Fire in the Eastern United States

In the eastern U.S., the role of fire in shaping the vegetation communities is not as clear as in the western U.S., but anthropogenic use of fire is well documented (Wagner 2003). Fire is becoming recognized as a natural and important factor in maintaining oak woodlands (Abrams 1985, 1992, 2000). Some interpretations of dendroecological fire reconstructions, however, argue that Native American and Euro-American burning is responsible for many of the past fires in the Eastern U.S. (Buell et al. 1954; Day 1953; Jenkins et al. 1997; Sutherland 1997). Buell et al. (1954) examined an oak cross-section and ascribed six fires from 1627 to 1711 as being caused by Native American burning. Buell et al. cite Day (1953) as support that fires before Euro-American contact were ignited by Native Americans. Day (1953) discusses Native American modification of the local landscape as reported by early explorers’ writings about Native American behavior as well as observations of their villages. The fire history from Buell et al. (1954) is one of the longer fire records in the eastern United States but it is limited by coming from one individual tree that was not crossdated. Only a few fire histories have been developed in the eastern U.S. and most of those do not extend beyond the 19^th century. More regional dendroecological work with a longer time perspective on specific sites of known habitation could provide the means to test hypotheses of Native American burning and help to differentiate between a natural fire regime and one that has been modified by human interactions.

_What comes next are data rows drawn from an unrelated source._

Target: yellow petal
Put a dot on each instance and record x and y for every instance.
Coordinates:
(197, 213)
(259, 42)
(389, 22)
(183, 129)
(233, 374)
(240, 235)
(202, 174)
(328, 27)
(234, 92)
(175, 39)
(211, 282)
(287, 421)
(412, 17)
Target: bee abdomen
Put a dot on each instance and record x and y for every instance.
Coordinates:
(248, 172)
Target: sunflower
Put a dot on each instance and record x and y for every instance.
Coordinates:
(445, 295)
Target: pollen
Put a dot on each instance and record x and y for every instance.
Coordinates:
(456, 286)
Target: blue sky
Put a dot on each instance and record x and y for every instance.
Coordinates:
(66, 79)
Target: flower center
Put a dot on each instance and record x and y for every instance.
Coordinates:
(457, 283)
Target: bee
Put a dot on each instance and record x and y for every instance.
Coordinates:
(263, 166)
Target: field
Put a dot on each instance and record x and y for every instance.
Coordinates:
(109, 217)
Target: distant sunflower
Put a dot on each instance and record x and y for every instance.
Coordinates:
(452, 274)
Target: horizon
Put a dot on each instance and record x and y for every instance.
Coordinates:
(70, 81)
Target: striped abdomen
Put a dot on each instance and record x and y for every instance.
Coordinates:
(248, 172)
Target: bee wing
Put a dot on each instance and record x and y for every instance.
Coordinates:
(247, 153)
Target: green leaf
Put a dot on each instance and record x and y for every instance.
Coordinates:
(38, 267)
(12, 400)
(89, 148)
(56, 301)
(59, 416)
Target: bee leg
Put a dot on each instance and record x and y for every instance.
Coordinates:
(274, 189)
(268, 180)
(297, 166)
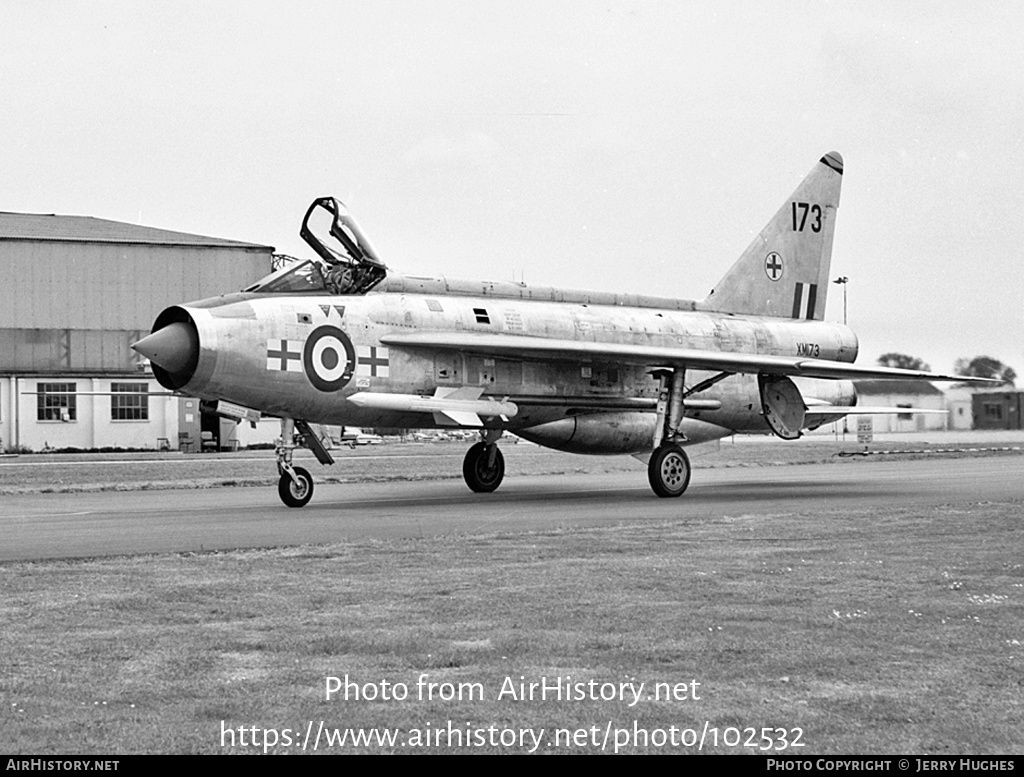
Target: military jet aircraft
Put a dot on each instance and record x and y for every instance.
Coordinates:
(343, 340)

Tree Establishment and Death Dates

Landscape modification by humans is one focus of anthropogenic ecology. Examples of extensive landscape modification for the purpose of prehistoric agriculture can be identified in the American Southwest. Some of these examples include the extensive irrigation systems of the Hohokam (Woodbury 1961), trincheras, or checkdam fields to catch soil and water resulting in a terraced landscape, or rock mulching to retain soil moisture (Adams 2004; Fish 2000; Minnis 2000). Landscape modification due to agricultural practices is also apparent in the Eastern Woodlands as ridged and hilled fields, mounds, and areas of cleared vegetation (Wagner 2003). Not all landscape modifications are as extreme as the above examples; neither are all associated with agriculture. A non-agricultural example of extensive landscape modification is the deforestation associated with the Mississippian period town of Cahokia. Here, wood was harvested not only for fuel, but for construction of houses, public buildings, woodhenges, and palisades. Approximately 15,000-20,000 logs would have been required for each palisade, and an estimated 800,000 posts for all the houses in the town (Lopinot and Woods 1993). Large and small landscape changes can be recorded by trees that lived during or were established after these landscape-altering practices, and composition of the forest can give further insight into broad scale vegetation changes.

Although dendrochronological stand-age structure analysis of forests has not been an area of collaboration between archaeologists and dendrochronologists, this technique can potentially be used to examine how Native American groups may have affected local vegetation patterns. Dendrochronological stand-age structure may be particularly well suited to addressing historic anthropogenic landscape changes. Stand-age structures quantify the current forest composition and recent changes in forest composition through determining the dates of tree establishment and dates of tree mortality (Abrams et al. 1995). All living and dead trees within a plot must be sampled and age dated to provide a complete picture of the establishment and mortality of all tree species. This technique then yields a history of forest dynamics for the lifetime of the trees. In conjunction with a complete inventory of the tree species living on the site, we can extrapolate early site conditions and determine what tree species were encouraged to grow on the site. Stand-age structure analysis has been used to document forest succession on old agricultural fields after they have been abandoned (Golley et al. 1994) and can be used to study successional processes in recovering forests. Forest composition that has been modified by Native American use in the past is likely to propagate that modification through time because early management controls the boundary (or starting) conditions of that forest.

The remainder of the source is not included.